Марина взяла со стола старенький «Эль» и, вытянувшись, подала его подруге. Чувствуя опасность, встревоженная муха нервно забилась и тем самым последний раз обнаружила себя – теперь ее смерть приближалась стремительно.
– Окно не запачкай, – посоветовала Марина.
– Помоешь, – ответила Инга.
Дождавшись, когда большая зеленая муха отползет от рамы, Инга размахнулась и метко звезданула по насекомому. С коротким щелчком оно упало на подоконник.
– Готово.
– Размазала по стеклу?
– Ага. – Инга спрыгнула с табурета и вернулась за стол.
Ее взгляд, обращенный к подруге, был требовательным и негодующим. Девушка-неформалка вновь зажала в пальцах тающую сигарету.
– Что? – подняв брови, вопросила Марина.
– Да плюнь ты на него, вот что! – Инга неаккуратно сбила пепел с сигареты, и тот разлетелся по столу. – Зачем он тебе дался? Сама же говорила: холодный, ледяной. Ну?
– Ты аккуратнее с сигаретой – дом сожжешь, – машинально кивнула Марина, думая совсем о другом.
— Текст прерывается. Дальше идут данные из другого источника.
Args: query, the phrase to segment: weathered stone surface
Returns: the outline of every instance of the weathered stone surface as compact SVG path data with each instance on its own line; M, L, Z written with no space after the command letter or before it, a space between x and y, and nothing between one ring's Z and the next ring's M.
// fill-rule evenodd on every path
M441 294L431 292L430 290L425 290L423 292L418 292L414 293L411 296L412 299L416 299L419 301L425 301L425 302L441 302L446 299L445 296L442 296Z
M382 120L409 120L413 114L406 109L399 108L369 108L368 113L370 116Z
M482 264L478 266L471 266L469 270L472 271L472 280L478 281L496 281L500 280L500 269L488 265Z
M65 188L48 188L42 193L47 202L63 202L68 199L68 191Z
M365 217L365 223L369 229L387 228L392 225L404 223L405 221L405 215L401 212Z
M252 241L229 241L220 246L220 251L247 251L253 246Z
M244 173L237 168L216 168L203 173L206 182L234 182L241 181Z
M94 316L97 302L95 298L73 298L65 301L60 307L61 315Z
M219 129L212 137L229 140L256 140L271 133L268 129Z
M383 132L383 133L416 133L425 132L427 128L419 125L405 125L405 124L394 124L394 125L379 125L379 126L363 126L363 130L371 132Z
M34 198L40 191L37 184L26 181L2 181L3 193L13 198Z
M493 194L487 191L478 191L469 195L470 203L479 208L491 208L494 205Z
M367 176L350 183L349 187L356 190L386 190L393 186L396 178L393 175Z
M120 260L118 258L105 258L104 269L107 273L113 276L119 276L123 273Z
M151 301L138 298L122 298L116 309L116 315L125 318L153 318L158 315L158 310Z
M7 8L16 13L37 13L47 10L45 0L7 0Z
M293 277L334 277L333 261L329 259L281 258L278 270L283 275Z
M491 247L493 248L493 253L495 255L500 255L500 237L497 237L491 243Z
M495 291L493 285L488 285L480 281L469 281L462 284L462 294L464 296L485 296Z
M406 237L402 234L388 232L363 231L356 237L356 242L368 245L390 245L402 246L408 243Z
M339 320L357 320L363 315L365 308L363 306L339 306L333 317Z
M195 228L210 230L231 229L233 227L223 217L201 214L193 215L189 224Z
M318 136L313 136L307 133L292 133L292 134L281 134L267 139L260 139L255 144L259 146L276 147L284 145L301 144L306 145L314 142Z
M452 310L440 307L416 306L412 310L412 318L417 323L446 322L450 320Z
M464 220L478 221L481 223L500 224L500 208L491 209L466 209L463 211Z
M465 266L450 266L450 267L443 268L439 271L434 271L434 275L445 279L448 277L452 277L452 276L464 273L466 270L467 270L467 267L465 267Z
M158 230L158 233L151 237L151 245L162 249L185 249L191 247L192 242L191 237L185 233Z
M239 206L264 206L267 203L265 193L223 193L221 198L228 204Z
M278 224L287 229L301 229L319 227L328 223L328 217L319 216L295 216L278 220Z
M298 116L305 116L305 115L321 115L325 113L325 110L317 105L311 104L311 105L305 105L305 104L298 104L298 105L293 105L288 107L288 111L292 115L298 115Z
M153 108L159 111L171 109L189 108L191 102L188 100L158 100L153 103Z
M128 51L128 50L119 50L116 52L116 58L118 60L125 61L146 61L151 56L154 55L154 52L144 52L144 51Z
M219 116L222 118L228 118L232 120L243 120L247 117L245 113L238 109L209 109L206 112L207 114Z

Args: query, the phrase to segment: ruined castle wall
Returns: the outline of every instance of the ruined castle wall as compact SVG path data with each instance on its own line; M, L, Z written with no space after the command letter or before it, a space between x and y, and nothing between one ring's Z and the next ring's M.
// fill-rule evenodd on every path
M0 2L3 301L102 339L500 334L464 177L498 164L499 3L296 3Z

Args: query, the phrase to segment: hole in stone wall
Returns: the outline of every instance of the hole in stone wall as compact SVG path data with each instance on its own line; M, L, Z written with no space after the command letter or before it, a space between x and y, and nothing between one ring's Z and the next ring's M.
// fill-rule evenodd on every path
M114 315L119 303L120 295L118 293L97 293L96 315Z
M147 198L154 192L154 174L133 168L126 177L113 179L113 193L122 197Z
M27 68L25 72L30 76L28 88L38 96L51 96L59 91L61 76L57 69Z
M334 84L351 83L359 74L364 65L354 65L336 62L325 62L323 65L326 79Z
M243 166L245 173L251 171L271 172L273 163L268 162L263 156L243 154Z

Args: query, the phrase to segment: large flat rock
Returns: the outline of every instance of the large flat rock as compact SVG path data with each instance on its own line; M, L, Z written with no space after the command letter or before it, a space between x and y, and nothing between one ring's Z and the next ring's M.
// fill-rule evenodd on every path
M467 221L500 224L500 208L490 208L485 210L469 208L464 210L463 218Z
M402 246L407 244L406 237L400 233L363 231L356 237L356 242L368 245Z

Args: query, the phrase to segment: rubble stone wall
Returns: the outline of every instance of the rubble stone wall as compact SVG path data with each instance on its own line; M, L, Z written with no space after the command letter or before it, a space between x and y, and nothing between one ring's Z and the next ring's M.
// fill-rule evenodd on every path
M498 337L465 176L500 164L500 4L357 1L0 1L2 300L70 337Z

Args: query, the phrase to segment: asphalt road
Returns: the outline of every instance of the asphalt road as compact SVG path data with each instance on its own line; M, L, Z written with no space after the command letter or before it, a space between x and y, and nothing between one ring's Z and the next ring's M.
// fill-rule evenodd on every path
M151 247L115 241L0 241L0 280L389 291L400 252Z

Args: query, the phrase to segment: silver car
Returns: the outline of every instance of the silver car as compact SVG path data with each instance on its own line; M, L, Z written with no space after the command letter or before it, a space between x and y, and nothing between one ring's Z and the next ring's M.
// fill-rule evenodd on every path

– Не боись – потушим. – От возмущения она едва находила слова. – Ну и на кой он тебе сдался, раз ледяной? Владислав то, Владислав сё! А он на тебя ноль внимания. Какой парень сам тянется, хочет тебя, того и бери, не прогадаешь.
Марина аккуратно собрала пальцами комочки пепла и бросила их в пепельницу, вытерла влажной тряпкой руку.
– Ты его не видела – он такой… такой…
– Ну какой? Какой он?
– Неприступный. И очень красивый. Как Аполлон. Это бог такой у древних был – греческий красавчик.
– А-а! Ну прям заинтриговала. Художница, блин.
– Мы его сейчас как раз рисуем.
– Кого?
– Аполлона. В гипсе.
– Молодцы. Выходит, у вас сразу два Аполлона? Живой и каменный? И оба холодные. Везучая ты, Маринка, на мужиков!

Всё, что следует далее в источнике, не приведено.